Potevano contentarsi di quella risposta le signorine Cometti, gran bargellone nel cospetto di Dio, che tre volte nello spazio di un giorno erano già capitate al Bottegone, una col pretesto di negoziare quattro braccia di cambrì, un’altra col pretesto di comperare due rocchetti di refe, un’altra ancora colla scusa di aver dimenticato il meglio, che era un assortimento di lane da ricamo? Speravano sempre di cogliere la contessa al varco; ma invano. La contessa Spilamberti non aveva più gli usi della signorina Fulvia, che a certe ore calava alle pannine, o nella cartoleria del Bottegone. Ed esse non potevano salire da lei, per riverirla: colpa loro, che l’avevano sempre tenuta a distanza, quando non era altro che la figlia di Demetrio e di Giuditta Bertòla.

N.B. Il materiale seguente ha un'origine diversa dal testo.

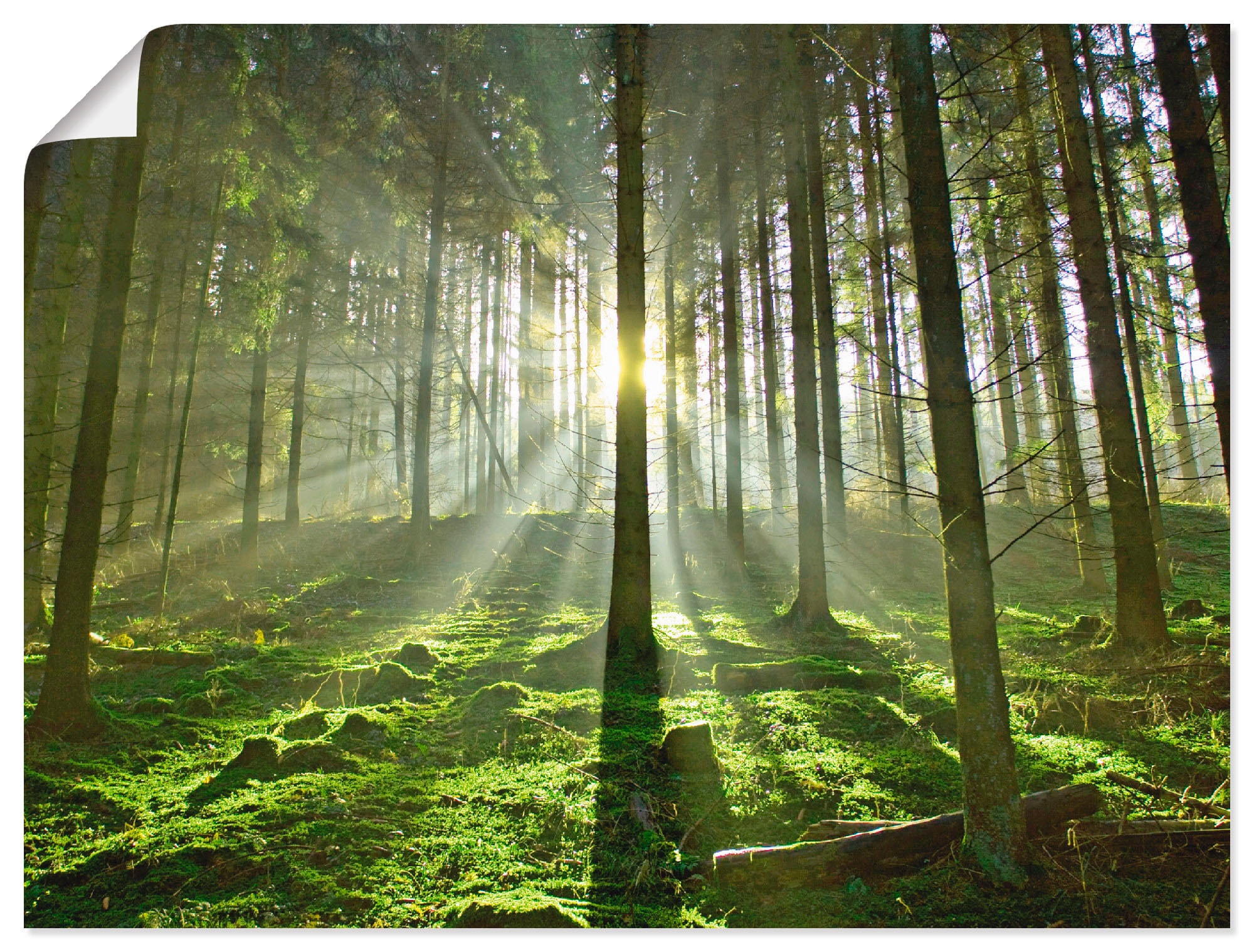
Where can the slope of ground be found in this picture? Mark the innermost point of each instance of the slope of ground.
(305, 773)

La signorina Arpalice, bargella maggiore, fu tanto addolorata di non venire a capo di nulla, nè di veder la reduce contessa, per leggerle bene entro gli occhi, nè di ottenere dal signor Lorini più di quello che ne ottenevano tutti gli altri curiosi, che ci perdette perfino la misura della cattiveria lecita ed onesta, cioè consentita dall’uso e non riprovata dal galateo moderno. Ne sia prova questa domanda in punta di labbra (la vecchia immagine del fior di labbra non sarebbe applicabile infatti al caso di Arpalice Cometti) ch’ella rivolse al signor Virginio Lorini.
— È vero che il conte Spilamberti ha perduto tanti denari a Roma?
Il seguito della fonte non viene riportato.